I don't think $13.50 is too much for a good body butter, especially if its a true butter and not just a thick lotion.


----------



## hmlove1218 (Jun 5, 2014)

It's an actual body butter, no liquids involved.  Just shea, mango, cocoa, and sweet almond.  Plus vit E and phenonip for safety reasons.

Obsidian:
So you don't think $13.50 is too much even for that small amount?


----------



## hmlove1218 (Jun 5, 2014)

Oh my... Don't I feel smart now.  I didn't realize it but when I was calculating, I'd forgotten to switch over the ounces from 6 to 3.. $7.50 seems to be a much more approachable price to me.


----------



## Obsidian (Jun 5, 2014)

Thats quite a difference, lol. have you compared prices on etsy at all?


----------



## hmlove1218 (Jun 5, 2014)

I have which is why I was wondering.  Most of the small jars like what I have were selling for around $6.  I should have known then that I had miscalculated somewhere


----------



## gunsmithgirl (Jun 5, 2014)

I sell mine for - 2 ounces $5 or 3/ $13. I make an emulsified goat milk body butter though, not just oils and butters so I am sure the cost is diffrent.


----------



## jenneelk (Jun 5, 2014)

I sell mine for $7.95 for a 4 oz container and it's butters and oils, no wax or water. I buy in large bulk so this price works for me.


----------



## 100%Natural (Jun 6, 2014)

If you are intending on wholesaling at any point, you're going to want to price it at a minimum of 2.5 times cost.  This enables you to wholesale effectively and make yourself some money based on volume.  Price it too low and you close that door on yourself!


----------



## shunt2011 (Jun 6, 2014)

My 4 oz (2.5) body butter (shea, argan, meadowfoam etc).  sells for 10.00 or 2 for 18.00.


----------



## The Efficacious Gentleman (Jun 6, 2014)

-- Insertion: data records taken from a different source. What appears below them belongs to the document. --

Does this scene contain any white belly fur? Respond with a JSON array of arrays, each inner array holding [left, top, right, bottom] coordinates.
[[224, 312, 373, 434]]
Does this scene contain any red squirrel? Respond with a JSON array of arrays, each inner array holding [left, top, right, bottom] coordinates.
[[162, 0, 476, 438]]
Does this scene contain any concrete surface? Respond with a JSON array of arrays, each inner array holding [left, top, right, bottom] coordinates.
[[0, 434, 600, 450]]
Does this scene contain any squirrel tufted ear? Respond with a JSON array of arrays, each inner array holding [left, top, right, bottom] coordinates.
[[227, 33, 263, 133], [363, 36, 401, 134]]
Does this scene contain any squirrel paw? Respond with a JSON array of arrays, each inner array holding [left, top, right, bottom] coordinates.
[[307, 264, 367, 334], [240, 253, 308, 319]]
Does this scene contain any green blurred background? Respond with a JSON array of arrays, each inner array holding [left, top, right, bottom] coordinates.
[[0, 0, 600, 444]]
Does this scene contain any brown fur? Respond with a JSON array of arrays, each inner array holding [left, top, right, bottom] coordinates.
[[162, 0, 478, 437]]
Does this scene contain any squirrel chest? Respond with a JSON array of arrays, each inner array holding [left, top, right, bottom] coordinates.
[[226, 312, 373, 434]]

Natural makes a good point - base the price on the costs, including time etc.  You might want to flex it a little bit, of course.  

If you work out the "costs x 2" for wholesale and "wholesale x 2" for retail and it is too far away from the price that you are aiming for, then you need to look at reducing your costs somehow.


----------



## PuddinAndPeanuts (Jul 20, 2014)

I'm getting $10 for my 2 ounce container and $15 for a 4 ounce container.  I wholesale for. 1/2 that.  Sells well at those priced.  This is for a true, waterless body butter.


----------



## AKjulz (Jul 21, 2014)

Mine is 3oz (in 4oz jar) for $12 and if memory serves it's a pretty good markup. Never had any complaints on the price


----------